[rabbitmq-discuss] rabbitmq fake-death && no breath. key word in log : mirrored_supervisor rabbit_mgmt_db
Simon MacMullen
simon at rabbitmq.com
Mon Oct 1 14:49:48 BST 2012
First of all: the fix for the bug referred to in previous emails was
released in RabbitMQ 2.8.7. So you should consider an upgrade.

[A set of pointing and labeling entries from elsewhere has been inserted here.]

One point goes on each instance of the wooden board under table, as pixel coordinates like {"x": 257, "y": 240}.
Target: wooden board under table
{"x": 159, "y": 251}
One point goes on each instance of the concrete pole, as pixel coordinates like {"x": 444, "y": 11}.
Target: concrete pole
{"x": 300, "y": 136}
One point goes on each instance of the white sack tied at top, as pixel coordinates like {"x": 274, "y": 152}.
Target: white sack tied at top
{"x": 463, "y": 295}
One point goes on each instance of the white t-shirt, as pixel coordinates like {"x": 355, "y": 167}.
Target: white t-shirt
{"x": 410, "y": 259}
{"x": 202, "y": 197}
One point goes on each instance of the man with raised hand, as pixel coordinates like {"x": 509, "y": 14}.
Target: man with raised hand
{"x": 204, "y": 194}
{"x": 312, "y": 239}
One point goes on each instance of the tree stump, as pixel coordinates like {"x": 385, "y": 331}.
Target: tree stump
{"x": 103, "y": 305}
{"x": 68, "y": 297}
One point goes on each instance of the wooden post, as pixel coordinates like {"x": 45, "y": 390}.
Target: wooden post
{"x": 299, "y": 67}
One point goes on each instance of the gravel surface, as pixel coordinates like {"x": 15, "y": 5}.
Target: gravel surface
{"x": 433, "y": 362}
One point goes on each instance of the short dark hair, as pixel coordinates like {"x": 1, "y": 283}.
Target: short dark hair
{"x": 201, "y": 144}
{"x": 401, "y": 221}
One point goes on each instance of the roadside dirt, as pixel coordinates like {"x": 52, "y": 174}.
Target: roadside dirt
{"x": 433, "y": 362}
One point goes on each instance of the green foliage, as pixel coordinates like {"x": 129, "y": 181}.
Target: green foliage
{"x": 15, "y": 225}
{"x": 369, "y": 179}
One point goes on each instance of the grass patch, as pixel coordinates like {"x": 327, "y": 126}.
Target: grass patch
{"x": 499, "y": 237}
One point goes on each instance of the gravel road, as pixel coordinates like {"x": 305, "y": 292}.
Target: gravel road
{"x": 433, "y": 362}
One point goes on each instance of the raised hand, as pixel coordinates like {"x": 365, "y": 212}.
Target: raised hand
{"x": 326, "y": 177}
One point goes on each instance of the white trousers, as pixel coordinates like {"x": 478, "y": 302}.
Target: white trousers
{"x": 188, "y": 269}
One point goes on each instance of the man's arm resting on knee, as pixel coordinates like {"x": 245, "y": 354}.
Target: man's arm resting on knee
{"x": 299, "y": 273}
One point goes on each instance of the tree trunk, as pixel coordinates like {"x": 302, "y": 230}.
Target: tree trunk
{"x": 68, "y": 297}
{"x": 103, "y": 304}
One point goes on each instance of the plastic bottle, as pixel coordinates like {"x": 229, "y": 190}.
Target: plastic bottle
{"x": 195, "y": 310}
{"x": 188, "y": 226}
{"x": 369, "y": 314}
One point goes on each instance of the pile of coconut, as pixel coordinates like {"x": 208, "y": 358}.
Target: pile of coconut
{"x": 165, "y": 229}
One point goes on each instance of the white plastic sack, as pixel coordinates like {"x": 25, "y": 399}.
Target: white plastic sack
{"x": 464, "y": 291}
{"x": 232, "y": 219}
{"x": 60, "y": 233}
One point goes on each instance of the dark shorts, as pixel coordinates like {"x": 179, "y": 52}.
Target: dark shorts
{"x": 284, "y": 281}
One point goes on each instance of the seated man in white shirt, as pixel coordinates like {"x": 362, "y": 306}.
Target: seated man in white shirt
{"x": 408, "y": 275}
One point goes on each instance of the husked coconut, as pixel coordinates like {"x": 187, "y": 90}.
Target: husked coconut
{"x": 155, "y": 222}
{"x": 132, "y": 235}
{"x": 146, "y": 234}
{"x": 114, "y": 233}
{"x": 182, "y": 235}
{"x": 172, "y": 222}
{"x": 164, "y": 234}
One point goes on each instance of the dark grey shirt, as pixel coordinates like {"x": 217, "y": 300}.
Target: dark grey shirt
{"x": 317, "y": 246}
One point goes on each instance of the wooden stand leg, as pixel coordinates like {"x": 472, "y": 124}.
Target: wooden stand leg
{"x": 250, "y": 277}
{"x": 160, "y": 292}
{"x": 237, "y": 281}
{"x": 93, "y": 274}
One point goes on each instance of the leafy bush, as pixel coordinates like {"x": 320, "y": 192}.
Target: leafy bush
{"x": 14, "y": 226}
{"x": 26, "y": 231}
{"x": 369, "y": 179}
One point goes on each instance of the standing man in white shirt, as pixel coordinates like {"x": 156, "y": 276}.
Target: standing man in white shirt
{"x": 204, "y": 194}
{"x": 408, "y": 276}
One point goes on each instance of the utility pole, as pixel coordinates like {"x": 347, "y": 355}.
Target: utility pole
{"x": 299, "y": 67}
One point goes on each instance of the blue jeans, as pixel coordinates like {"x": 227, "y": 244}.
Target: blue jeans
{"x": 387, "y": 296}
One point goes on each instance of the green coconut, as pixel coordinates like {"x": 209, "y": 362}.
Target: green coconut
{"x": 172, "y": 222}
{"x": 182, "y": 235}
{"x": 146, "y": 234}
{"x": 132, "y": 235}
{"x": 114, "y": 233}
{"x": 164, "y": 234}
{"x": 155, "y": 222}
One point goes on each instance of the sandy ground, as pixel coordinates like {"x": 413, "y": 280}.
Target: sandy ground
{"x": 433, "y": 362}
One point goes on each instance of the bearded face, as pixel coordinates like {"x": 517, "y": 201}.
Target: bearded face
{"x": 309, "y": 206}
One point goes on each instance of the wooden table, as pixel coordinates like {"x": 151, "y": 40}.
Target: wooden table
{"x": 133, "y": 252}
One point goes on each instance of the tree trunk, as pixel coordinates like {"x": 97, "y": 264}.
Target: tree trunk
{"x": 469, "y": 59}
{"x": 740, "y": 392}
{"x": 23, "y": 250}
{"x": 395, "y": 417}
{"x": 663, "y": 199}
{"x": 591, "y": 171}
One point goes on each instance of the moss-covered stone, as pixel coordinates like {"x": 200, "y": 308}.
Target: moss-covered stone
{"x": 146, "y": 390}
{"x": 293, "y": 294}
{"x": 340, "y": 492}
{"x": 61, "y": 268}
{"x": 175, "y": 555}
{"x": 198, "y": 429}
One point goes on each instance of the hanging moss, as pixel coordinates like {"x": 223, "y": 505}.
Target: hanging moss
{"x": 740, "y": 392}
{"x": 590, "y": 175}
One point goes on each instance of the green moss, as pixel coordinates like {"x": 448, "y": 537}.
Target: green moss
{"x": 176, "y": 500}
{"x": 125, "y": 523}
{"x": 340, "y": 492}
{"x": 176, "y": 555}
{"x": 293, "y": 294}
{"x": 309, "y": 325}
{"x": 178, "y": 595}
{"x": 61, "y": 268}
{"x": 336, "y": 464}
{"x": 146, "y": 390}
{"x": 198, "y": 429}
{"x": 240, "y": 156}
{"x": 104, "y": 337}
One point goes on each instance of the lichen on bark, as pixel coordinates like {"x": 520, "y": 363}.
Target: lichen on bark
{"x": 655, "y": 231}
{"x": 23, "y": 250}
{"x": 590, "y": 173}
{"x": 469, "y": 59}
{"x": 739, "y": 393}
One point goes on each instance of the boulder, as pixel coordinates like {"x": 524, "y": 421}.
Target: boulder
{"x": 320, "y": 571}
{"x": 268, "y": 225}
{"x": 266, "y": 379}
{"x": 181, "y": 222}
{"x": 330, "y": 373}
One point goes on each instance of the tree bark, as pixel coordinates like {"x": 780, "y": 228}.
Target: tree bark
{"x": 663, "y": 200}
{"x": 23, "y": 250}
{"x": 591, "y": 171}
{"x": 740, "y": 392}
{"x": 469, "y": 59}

Secondly: it looks like your nodes are seeing a netsplit. Is that the
case? You should be aware that RabbitMQ clusters don't handle netsplits
well.
Cheers, Simon
On 27/09/12 14:54, Chao Liu wrote:
> hello, Simon MacMullen.
> today, rabbitmq down again.
> the output of the sasl.log is the same with the last one. but there are
> something new in the .log.
> Could u help me to find out the problem ? thanks
>
> *disc node's log*
> *
> *
> =INFO REPORT==== 27-Sep-2012::19:59:12 ===
> rabbit on node rabbit at zw_124_156 down
>
> =WARNING REPORT==== 27-Sep-2012::19:59:13 ===
> Mnesia(rabbit at zw_124_177): ** WARNING ** Mnesia is overloaded: {dump_log,
>
> time_threshold}
>
> =INFO REPORT==== 27-Sep-2012::19:59:13 ===
> application: rabbitmq_management
> exited: shutdown
> type: temporary
>
> -------------------------------------------------------
> *ram node's log*
> *
> *
> =ERROR REPORT==== 27-Sep-2012::19:54:11 ===
> ** Node rabbit at zw_124_177 not responding **
> ** Removing (timedout) connection **
>
> =INFO REPORT==== 27-Sep-2012::19:54:11 ===
> rabbit on node rabbit at zw_124_177 down
>
> =INFO REPORT==== 27-Sep-2012::19:54:53 ===
> Statistics database started.
>
> =INFO REPORT==== 27-Sep-2012::19:59:13 ===
> global: Name conflict terminating {rabbit_mgmt_db,<7123.24214.2613>}
>
> =INFO REPORT==== 27-Sep-2012::19:59:13 ===
> application: rabbitmq_management
> exited: shutdown
> type: temporary
>
>
> thanks.
>
>
>
>
>
> 2012/9/21 Simon MacMullen <simon at rabbitmq.com <mailto:simon at rabbitmq.com>>
>
> Hi.
>
> This looks like a race with management DB failover that we've
> already fixed, but which has not yet made it into any release. This
> will be fixed in the next bugfix release. Until then if you are
> affected you can work around it by running the management plugin on
> only one node in the cluster (and just have
> rabbitmq_management_agent on the others).
>
> Cheers, Simon
>
> On 20/09/12 08:45, liubida wrote:
>
> hi all,
>
> dose anybody could point me just the direction for finding the
> reason
> for a fake-dead with the RabbitMQ.
> it seem the rabbitmq could not receive messages in some point,
> without
> any warning.
> i have constructed a cluster with 2 nodes, one disc and one ram.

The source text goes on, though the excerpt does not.